Efficacy and side effects of praziquantel in the treatment of Schistosomiasis mansoni in schoolchildren in Shesha Kekele Elementary School, Wondo Genet, Southern Ethiopia

Berhanu Erko 1,*, Abraham Degarege 1, Konjit Tadesse 1, Asnake Mathiwos 2, Mengistu Legesse 1
PMCID: PMC3609281  PMID: 23569905

Abstract

Objective

To evaluate the efficacy and side effects of praziquantel (PZQ) in the treatment of schistosomiasis in Ethiopia.

Methods

In a cross-sectional study, stool specimens were collected from randomly selected 299 school children in Shesha Kekele Elementary School, Wondo Genet, Southern Ethiopia, in April 2010. Stool specimens were examined using a single Kato-Katz thick smear for Schistosoma mansoni (S. mansoni) ova. Children who were found positive for S. mansoni were treated with a single oral dose of PZQ at 40 mg/kg bw and interviewed for treatment-related symptoms 24 hours after drug administration. Four weeks post-treatment, stool specimens were collected from the same children and examined following the same procedure as in the pre-treatment. Drug efficacy was determined based on cure and egg reduction rates.

Results

Pre-treatment prevalence of S. mansoni infection was 74.9% with geometric mean egg count of 268. The evaluated generic PZQ produced an overall cure rate of 73.6% (P<0.000 1, OR: 8.33, CI: 5.3–13.1) and egg reduction rate of 68.2% (P=0.03, F=0.64). The cure rate showed significant association with age (χ2=11, P=0.004), the highest rate being observed in the 15–22 age group. 83% of S. mansoni infected children showed various treatment-related symptoms, the most frequent being headache, nausea, and abdominal pain. These symptoms were associated with age (P<0.001) and pre-treatment intensity of infection (P<0.05).

Conclusions

The present observations revealed relatively lower cure and egg reduction rates of the PZQ evaluated as compared to previous reports for other PZQ brands in Ethiopia. Hence, in depth studies are recommended to clarify whether the present relatively lower cure rate is the actual cure rate of the praziquantel evaluated, treatment failure, or reduced susceptibility of the parasite. Treatment-related side effects observed were transient and tolerable.

Keywords: Efficacy, Praziquantel, Schistosoma mansoni, Ethiopia, Schistosomiasis, Thick smear, Prevalence, Infection, Susceptibility, Parasite, Schoolchildren, Side effect, Drug efficacy, Egg reduction

1. Introduction

Schistosomiasis is a chronic disease caused by blood flukes, and it has been estimated to affect 207 million people globally, about 85% of which live in sub-Saharan Africa alone[1]. In Ethiopia, the endemicity of both intestinal and urinary schistosomiasis has long been established.

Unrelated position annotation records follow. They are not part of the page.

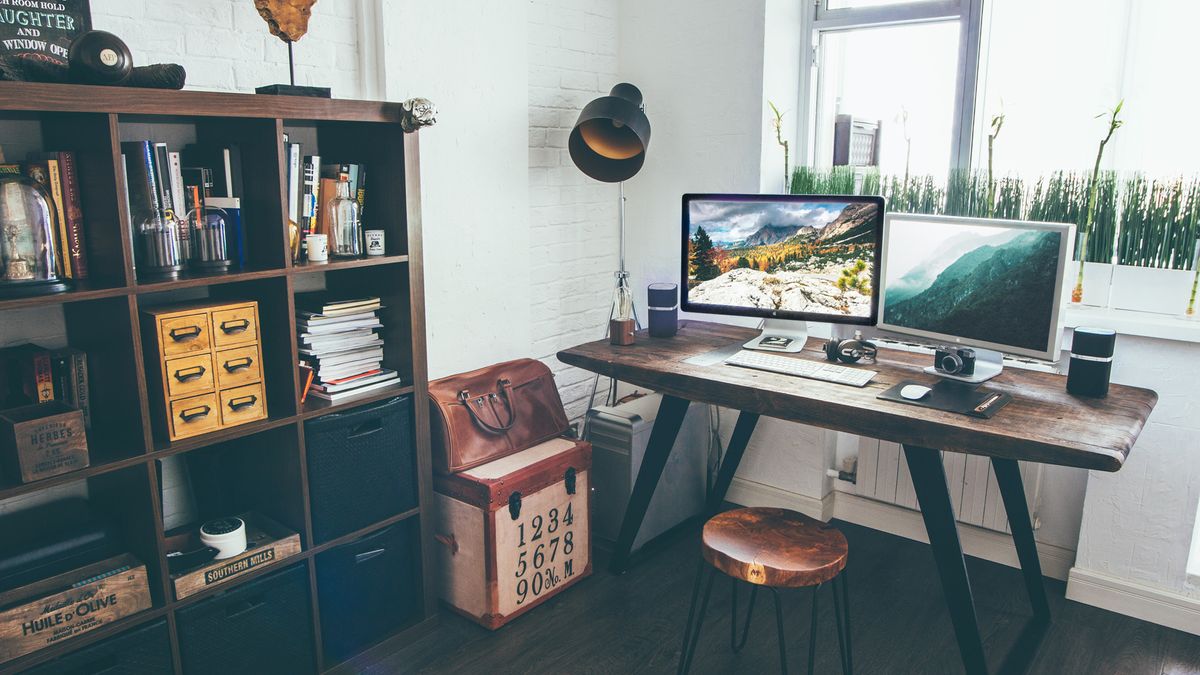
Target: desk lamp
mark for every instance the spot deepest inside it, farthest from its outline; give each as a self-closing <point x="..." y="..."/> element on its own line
<point x="609" y="144"/>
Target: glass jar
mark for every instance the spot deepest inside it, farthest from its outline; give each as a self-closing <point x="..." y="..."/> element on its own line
<point x="29" y="263"/>
<point x="345" y="228"/>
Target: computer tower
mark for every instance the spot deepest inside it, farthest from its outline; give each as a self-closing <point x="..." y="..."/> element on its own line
<point x="619" y="435"/>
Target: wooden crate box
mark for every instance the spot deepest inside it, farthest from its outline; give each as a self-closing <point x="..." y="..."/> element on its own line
<point x="515" y="531"/>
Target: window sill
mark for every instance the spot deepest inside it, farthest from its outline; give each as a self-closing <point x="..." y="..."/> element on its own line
<point x="1126" y="322"/>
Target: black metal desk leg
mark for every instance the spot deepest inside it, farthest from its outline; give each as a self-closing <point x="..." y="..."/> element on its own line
<point x="929" y="482"/>
<point x="663" y="436"/>
<point x="742" y="431"/>
<point x="1012" y="490"/>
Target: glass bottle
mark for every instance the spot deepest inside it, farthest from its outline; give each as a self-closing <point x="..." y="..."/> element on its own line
<point x="345" y="228"/>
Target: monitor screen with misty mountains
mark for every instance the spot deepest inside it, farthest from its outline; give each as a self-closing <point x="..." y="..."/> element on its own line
<point x="802" y="257"/>
<point x="995" y="282"/>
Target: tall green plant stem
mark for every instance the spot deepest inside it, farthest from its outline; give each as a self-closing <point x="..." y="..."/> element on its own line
<point x="1077" y="294"/>
<point x="997" y="123"/>
<point x="779" y="138"/>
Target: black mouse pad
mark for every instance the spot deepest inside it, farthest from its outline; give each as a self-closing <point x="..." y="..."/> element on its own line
<point x="953" y="396"/>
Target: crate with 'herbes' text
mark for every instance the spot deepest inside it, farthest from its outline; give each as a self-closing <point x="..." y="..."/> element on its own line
<point x="514" y="531"/>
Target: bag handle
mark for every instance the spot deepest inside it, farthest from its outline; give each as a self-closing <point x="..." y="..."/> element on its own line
<point x="465" y="398"/>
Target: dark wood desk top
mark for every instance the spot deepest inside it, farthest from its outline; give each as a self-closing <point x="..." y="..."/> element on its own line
<point x="1043" y="423"/>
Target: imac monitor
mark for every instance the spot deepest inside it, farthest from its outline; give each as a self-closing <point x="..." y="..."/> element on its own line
<point x="990" y="284"/>
<point x="799" y="257"/>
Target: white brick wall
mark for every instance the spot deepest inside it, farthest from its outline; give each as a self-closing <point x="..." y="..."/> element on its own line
<point x="226" y="46"/>
<point x="573" y="59"/>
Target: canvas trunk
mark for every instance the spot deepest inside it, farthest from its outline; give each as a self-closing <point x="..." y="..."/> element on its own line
<point x="514" y="531"/>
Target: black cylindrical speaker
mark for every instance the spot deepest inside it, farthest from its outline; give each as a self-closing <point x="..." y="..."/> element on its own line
<point x="1091" y="362"/>
<point x="664" y="304"/>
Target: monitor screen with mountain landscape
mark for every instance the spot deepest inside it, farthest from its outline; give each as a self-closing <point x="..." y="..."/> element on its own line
<point x="804" y="257"/>
<point x="985" y="282"/>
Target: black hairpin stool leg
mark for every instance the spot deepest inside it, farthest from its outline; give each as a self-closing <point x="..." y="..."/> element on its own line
<point x="735" y="643"/>
<point x="841" y="617"/>
<point x="691" y="634"/>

Although there has been no recent national survey, estimates made in the 1980s documented that the number of people infected and at risk of infection with Schistosoma mansoni (S. mansoni)were 2.5 and 18 million, respectively, whereas the number of people at risk of Schistosoma haematobium infection would be about 4 million[2].

The control of schistosomiasis has hitherto involved the use of measures such as snail control, chemotherapy, basic sanitation and clean water supply and health education, either in isolation or in combination[3]. Nevertheless, chemotherapy has been the most widely advocated methods of control[4]. The obvious benefits of chemotherapy would be a decrease in individual patient morbidity and a diminution of transmission by reducing schistosome egg contamination of snail habitat[5].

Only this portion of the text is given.